A Guarneri violin in the attic: the power of dendrochronology for analysing musical instruments

Dendrochronology is the science that dates wooden artefacts by measuring annual growth rings visible in the wood. And, in the case of musical instruments, the method is non-invasive. In addition, dendrochronology can also help to identify the wood’s provenance and to supply information on how the soundboard was made, giving details of ring width and regularity. This study also demonstrates the effectiveness of dendrochronology in attributing a musical instrument to an important luthier. It deals with a privately owned violin, whose date and origin had previously remained uncertain, despite various attempts to authenticate, at least, its technical and stylistic characteristics.
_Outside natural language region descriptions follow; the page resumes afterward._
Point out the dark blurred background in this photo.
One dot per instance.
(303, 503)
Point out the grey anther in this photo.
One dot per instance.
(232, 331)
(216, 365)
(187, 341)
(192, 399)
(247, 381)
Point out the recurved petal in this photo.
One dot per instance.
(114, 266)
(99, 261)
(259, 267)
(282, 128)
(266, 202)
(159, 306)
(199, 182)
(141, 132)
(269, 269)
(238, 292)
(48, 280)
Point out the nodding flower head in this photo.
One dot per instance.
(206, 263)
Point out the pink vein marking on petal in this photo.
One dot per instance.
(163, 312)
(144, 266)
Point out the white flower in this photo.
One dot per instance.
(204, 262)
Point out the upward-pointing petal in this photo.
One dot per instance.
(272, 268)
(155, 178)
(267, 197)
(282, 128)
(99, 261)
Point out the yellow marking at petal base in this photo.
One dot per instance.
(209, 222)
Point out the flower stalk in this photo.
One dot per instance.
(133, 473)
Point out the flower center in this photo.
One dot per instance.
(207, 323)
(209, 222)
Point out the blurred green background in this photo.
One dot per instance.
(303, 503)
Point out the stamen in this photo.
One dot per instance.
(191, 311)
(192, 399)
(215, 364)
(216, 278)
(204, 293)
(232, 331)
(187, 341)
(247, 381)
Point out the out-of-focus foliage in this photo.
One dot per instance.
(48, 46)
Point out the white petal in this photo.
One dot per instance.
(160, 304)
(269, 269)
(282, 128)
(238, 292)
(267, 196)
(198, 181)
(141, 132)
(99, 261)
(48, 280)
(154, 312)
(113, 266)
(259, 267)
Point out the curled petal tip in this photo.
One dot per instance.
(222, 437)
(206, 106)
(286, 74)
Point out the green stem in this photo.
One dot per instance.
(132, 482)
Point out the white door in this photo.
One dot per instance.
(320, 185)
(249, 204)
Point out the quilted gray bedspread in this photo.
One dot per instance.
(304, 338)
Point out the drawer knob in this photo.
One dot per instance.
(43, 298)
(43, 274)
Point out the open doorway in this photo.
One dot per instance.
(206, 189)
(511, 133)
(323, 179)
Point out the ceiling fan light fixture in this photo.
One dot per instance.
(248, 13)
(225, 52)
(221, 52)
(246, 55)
The outermost tree-ring of the instrument’s soundboard was dendrochronologically dated to the year 1696 and attributed, with certainty, to the Italian luthier Giuseppe Guarneri filius Andreae, father of the famous Bartolomeo Giuseppe Guarneri “del Gesù”. Thanks to dendrochronology, in this way, a twin of an already existing violin has been identified that was made by the same luthier. Both violins are identical in construction, having the same veining and dimensions, and the wood from the same tree was used in all parts, including the soundboard. Dendrochronology has, thus, been proven to be an extremely useful method, which has transformed a violin of uncertain value into a museum piece.